Thursday, March 13, 2014

Banning the prefix Dys-


The predictability of routine. The certainty of control. The tidiness of outcomes. Ahhh, my comfort zone. Anything that starts with the pesky little letters "dys" does not fit my criteria of acceptable.

dys- = bad, difficult, disordered, abnormal, painful

See what I mean. It is just no good. Especially when it is referring to our bodily functions.

Back in my nursing days my biggest pet peeve was wishy washy doctors. I was okay with the nice ones and the rude ones, as long as they were consistent. Those Dr. Jeckel and Mr. Hyde ones killed me.  I pretty much feel that way about life in general. I like consistency.

It is incredibly difficult, bordering on impossible, to explain to people how dysautonomia affects me. Especially if it starts with, "I have POTS." The strange look and reply of "You have WHAT?" is sure to follow. I have this funny association in my head between the POTS and the piles. Both are a pain in the a**. One figuratively and one literally. (more of a family joke)

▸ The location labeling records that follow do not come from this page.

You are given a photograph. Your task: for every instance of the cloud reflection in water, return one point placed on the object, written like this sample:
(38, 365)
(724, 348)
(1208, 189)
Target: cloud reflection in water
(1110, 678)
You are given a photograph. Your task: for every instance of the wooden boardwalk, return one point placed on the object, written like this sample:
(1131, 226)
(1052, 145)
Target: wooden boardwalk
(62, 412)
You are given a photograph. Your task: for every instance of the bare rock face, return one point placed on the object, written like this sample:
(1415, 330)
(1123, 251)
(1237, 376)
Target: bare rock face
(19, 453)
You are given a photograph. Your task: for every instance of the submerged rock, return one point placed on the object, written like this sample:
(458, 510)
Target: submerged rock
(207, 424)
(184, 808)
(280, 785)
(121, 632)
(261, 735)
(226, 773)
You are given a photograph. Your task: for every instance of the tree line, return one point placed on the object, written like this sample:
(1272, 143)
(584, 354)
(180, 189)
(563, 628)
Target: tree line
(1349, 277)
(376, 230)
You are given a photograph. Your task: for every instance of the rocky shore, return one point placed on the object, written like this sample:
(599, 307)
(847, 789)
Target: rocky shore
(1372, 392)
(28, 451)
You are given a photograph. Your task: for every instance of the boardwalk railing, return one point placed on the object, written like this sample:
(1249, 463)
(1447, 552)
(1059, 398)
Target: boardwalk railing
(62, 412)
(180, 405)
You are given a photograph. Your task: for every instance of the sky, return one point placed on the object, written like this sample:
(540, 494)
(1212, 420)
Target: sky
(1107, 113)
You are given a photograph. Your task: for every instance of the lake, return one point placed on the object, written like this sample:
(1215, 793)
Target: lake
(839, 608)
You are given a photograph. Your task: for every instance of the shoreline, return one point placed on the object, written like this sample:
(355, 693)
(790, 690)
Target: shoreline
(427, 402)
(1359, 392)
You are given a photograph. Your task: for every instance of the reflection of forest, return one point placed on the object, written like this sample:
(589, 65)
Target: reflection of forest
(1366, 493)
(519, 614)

I think I should just start telling people to put dys (or one of it's meanings) in front of everything our bodies do and that pretty much covers Dysautonomia.

bad dizziness
difficult breathing
disordered thought process
abnormal -well everything
painful digestion

Yep! It works! The list could go on and on forever. Just try it. Pick anything.

I suppose the medical professionals have to have some Greek to throw around so that they can speak in code, as if no one should know what they are talking about.

dyspepsia- painful, difficult, or abnormal digestion
dyspnea- difficulty breathing
dysrhythmia- abnormal heart rhythm

Better yet, I will make a million copies of this to hand out like business cards. Covered! (kind of)



The biggest problem for me is the unpredictability of it all. Not that I want to have nausea all of the time, but it would be nice if there was some sort of pattern to it other than something in the universe is not aligned properly. I am cool with feeling dizzy when standing, but the random feeling that my chair has fallen out from under me while sitting is not cool.

The positive side of random = spontaneity, which I otherwise have none of in my life. I suppose if I look hard enough or babble on long enough, I can find some good in all of "dys".


2 comments:

  1. Hi Julie! I'm a homeschooling mama like you. Medical professional like you (physical therapy here) and google searches keep bringing me back to your blog. hmmmm. I appreciate your homeschool info, but am most intrigued with your POTS diagnosis. I'm an ICU/neuro specialist (not ortho like most PTs) and those areas are rife with differential diagnoses. The first thing I thought of when you described your signs and symptoms was PTSD combined with some fibromyalgia.

    Have you tried St Johns Wort for the impending doom feelings?
    What about gentle exercise? Trigger point therapy?
    Biofeedback?

    Just throwing things out there. When I had severe PPD I used the "fake it until you can make it" mindset. Even though I felt like, well, nothing, I knew that I was the only one that could help me (being the one that everyone looks to for help).

    I hope you're feeling well today.

    ReplyDelete
    Replies
    1. Thank you Wendee. I have Ehlers Danlos and POTS. I am well aware from many others that the symptoms can present as having a psych root, which can make getting a proper diagnosis very difficult for some people. The physiological manifestations of EDS and autonomic dysfunction are seemingly endless, which makes for quite a puzzle for the doctors.